NEWARK, New Jersey — Cardinal Joseph W. Tobin has invited the faithful of the Archdiocese of Newark to reflect on how the pandemic-induced “Great Eucharistic Fast” has affected their faith life and called on them to spiritually prepare for the eventual return of in-person worship when it can be done safely.
Writing in “Returning to Grace: A Pastoral Letter on the Eucharist,” Tobin said the inability to receive the body and blood of Christ in holy Communion has left a vacuum in people’s lives.
He expressed hope that people would gratefully return to regular Mass attendance in due time.
“Is it possible that Catholics who have been denied access to this great sacrament — including those who have ‘walked away from it’ over many years — may realize what they are missing and return to experience the loving presence of Christ in this mystery of grace?” he wrote.
The title of the pastoral letter reflects the vital need for Catholics to invite others to “return to full, conscious and active participation in the eucharistic liturgy” and to do so by emphasizing “the graciousness of this great gift and its incomparable beauty,” the letter said.
“I have given this pastoral letter the title ‘Returning to Grace’ because I firmly believe this is what all of us are called to do after and in response to the Great Eucharistic Fast imposed on us by COVID-19,” Tobin wrote.
By receiving the Eucharist, he explained, the faithful are “called to recognize ourselves as true members of the same body and blood of Christ who are intimately united with him and with each other through the miracle” of the mystery of the real presence of Jesus.
“Each time we receive the holy Eucharist, we accept the Lord’s great commission to proclaim his Gospel and to minister to his people in every nation to the ends of the earth,” Tobin said.
Despite the livestreaming of Masses, the “forced separation” from normal church life since last March “remains a great tragedy,” the cardinal said.
He compared the inability to receive holy Communion to being unable to visit his mother who now lives in southwestern Ontario, near his hometown of Detroit.
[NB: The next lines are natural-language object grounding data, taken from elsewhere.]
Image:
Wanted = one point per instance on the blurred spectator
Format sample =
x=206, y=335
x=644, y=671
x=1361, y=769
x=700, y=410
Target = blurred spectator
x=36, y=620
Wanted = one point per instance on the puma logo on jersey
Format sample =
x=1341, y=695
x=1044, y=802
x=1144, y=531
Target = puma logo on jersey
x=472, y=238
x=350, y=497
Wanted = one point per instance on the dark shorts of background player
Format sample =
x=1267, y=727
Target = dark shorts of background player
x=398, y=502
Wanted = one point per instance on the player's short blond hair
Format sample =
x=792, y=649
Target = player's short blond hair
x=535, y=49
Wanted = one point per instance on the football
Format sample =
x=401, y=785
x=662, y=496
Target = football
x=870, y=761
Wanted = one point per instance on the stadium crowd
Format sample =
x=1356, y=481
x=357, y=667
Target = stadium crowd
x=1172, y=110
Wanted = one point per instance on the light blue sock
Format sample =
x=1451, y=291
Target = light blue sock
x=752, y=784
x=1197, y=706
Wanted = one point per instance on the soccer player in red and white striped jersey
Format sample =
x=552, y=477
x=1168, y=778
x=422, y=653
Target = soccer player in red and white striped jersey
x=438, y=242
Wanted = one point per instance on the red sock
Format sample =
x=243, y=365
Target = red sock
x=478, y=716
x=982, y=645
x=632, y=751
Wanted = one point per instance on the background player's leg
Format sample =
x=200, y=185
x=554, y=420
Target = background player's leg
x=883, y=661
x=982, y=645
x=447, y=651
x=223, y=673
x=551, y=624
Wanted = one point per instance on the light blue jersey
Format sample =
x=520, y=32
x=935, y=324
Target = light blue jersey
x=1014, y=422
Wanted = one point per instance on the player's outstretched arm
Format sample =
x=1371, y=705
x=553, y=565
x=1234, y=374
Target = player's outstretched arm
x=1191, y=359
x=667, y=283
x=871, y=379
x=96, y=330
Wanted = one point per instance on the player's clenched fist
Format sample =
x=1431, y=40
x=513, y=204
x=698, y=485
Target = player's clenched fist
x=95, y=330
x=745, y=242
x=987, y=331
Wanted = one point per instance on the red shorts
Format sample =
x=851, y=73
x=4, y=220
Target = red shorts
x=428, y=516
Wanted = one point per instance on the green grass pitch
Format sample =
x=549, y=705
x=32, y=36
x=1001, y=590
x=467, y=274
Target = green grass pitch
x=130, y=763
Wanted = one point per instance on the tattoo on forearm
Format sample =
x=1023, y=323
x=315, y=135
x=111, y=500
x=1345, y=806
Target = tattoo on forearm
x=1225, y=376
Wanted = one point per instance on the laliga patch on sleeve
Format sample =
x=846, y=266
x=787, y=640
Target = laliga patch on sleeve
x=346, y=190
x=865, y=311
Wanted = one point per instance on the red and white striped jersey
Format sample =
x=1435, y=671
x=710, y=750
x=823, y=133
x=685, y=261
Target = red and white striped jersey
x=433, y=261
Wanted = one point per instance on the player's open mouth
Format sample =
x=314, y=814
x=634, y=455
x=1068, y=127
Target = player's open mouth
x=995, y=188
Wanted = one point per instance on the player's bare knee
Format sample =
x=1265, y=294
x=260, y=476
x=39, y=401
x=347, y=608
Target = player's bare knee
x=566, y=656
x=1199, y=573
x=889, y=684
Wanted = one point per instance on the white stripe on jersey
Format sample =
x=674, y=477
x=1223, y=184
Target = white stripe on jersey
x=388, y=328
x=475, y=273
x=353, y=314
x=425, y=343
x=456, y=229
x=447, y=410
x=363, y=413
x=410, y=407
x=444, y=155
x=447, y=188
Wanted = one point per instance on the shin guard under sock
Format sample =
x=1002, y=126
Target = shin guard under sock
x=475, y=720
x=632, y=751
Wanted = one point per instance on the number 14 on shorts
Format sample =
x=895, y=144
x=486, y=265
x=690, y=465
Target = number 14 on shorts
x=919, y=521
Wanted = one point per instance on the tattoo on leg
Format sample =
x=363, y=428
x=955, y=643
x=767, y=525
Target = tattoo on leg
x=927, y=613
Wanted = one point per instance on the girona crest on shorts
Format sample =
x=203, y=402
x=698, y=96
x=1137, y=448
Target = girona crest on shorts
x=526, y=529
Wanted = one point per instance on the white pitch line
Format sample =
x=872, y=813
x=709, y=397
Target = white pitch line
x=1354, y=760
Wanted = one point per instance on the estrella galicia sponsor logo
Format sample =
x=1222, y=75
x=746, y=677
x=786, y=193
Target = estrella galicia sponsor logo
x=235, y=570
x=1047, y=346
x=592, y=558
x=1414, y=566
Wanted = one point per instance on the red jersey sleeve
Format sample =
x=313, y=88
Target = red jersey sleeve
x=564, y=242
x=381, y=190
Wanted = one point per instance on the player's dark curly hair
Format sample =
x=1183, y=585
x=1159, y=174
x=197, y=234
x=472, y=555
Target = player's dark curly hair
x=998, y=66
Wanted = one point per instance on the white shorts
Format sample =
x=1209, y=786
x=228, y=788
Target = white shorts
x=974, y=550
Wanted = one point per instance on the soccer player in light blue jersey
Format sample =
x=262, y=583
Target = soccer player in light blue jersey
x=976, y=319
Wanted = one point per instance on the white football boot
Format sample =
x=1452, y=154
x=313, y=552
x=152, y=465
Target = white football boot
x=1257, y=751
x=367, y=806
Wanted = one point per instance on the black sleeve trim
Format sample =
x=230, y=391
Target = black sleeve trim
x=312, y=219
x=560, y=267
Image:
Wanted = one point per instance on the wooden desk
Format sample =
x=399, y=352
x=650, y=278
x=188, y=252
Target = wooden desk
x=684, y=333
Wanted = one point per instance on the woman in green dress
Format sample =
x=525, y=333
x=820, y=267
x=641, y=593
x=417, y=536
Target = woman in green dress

When he finally was able to visit and share a cup of tea with her last summer, he said, “I experienced true joy.”
“Millions of Catholics across the world have had a similar experience with their love for Jesus. … What we receive when we receive holy Communion is the same ‘body of Christ’ that St. Paul tells us we are,” the cardinal said.
“When we say ‘Amen,’ we are committing to truly reflect the presence of our Lord in our daily lives and to share him with everyone we encounter. In other words, when we receive the Eucharist, we receive Christ and agree to be Christ with and for others,” the pastoral letter said.
Tobin said people have asked him when he would restore the obligation to attend Sunday Mass. They have wondered, he explained, if “many Catholics have grown accustomed to staying at home and watching Mass online or not participating at all.”
Acknowledging that Mass attendance has been declining for years, Tobin questioned in his pastoral letter whether the pandemic has accelerated the trend or if people have grown in appreciation for the Eucharist because they have been denied access to it for so long.
“Has absence made our hearts grow fonder?” he asked.
Tobin encouraged people that as the pandemic wanes to “invite our sisters and brothers to return to full, conscious and active participation in the eucharistic liturgy” by emphasizing “the graciousness of this great gift and its incomparable beauty.”
The document also pointed to the words of Pope Francis, who has “spoken out urging us not to be afraid, to remain spiritually close to God and one another, to call on Mary, Mother of the Church, St. Joseph during this Holy Year of St. Joseph, and all the saints, and to remember those who are most in need, especially the poor, vulnerable and displaced members of the human family.”
“Pope Francis has also warned us that the sin of indifference can be a far more deadly virus than COVID-19,” the cardinal wrote.
He suggested that “returning to grace means handling ourselves over to the Spirit of God, who makes Christ present to us, and who transforms those of us who receive him in the holy Eucharist into the body of Christ.”
Tobin also encouraged the faithful to return to the practice of making Sundays the “Lord’s Holy Day” by making time for family, rest and prayer.
“If we trust in the presence and power of the Holy Spirit, the continual reopening of our parishes, schools and archdiocesan ministries will truly be a return to grace” for the faithful, he said. “As Pope Francis reminds us, we are now in a crisis and no one will emerge from this pandemic unchanged. Things will be different.
“The challenge is: Will they be better or worse? We hope and pray that God’s people will emerge from this crisis renewed in the Spirit with an even greater love for Jesus’ astonishing gift of himself to us in the Eucharist.”